Ze względu na delikatnie mówiąc "średni" dojazd do domu (chyba poza wszelką znaną kategorią odśnieżania), rozglądam się, za autem 4x4. Latem dużo jeżdżę po drogach leśnych, zima to głównie śnieg na czarnym, więc stały napęd 4x4 jest priorytetem.Z racji, że będzie to drugi samochód, robiący rocznie niewielkie przebiegi (raczej max 1000 km) chciałbym się zmieścić w kwocie około 30 tys. Nie ukrywam, że Jeep jest u mnie faworytem, inne opcje to Disco I (nie wiem jednak, czy jestem aż takim masochistą), Forester (tutaj raczej N/A do 2002) i RAV4 (I-gen). Wiem, że te ostatnie to SUVy ale raczej off-road'u nie będę uprawiać. Najbardziej podobają mi się jednak Jeepy, a dokładnie:
1. Cherokee XJ - myślałem o benzynie 4.0 - auta już wiekowe, ale też tanie i zostałoby sporo PLN na jakiś mały remont.

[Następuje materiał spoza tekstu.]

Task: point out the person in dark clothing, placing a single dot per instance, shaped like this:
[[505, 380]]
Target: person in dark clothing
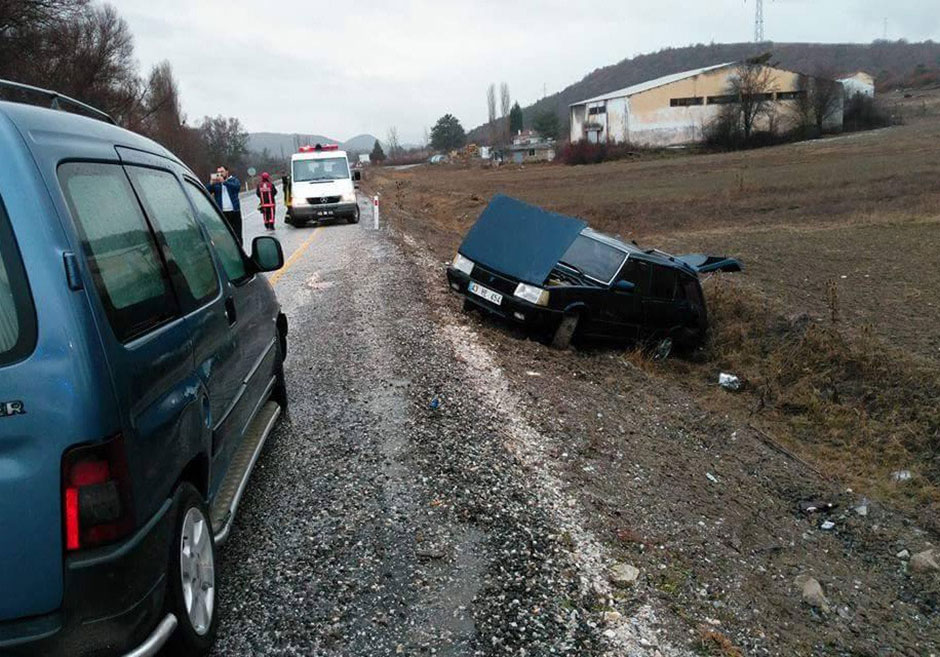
[[225, 187], [266, 192]]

Jeep w tej budzie najbardziej mi pasuje. Boję się tylko wieku tego auta i tego, że nie jeździłem nigdy automatem, a ofert w manualu prawie nie ma. Nie ukrywam, że zależy mi na zakupie jak najprostszego auta, bo zawsze można zrobić coś samemu, a i naprawy w normalnych cenach.
2. Liberty (KJ) 3.7 - tutaj już na remont nie zostanie raczej, ale żonie się podoba

3. Grand Cherokee (raczej nie ZJ) - coś za 30 tys można wypatrzeć, ale to może być "okazja" inaczej

To chyba tyle jeśli chodzi o Jeepy.
Czy są jakieś wersje, których należy unikać? Jakie przebiegi wytrzymują te silniki?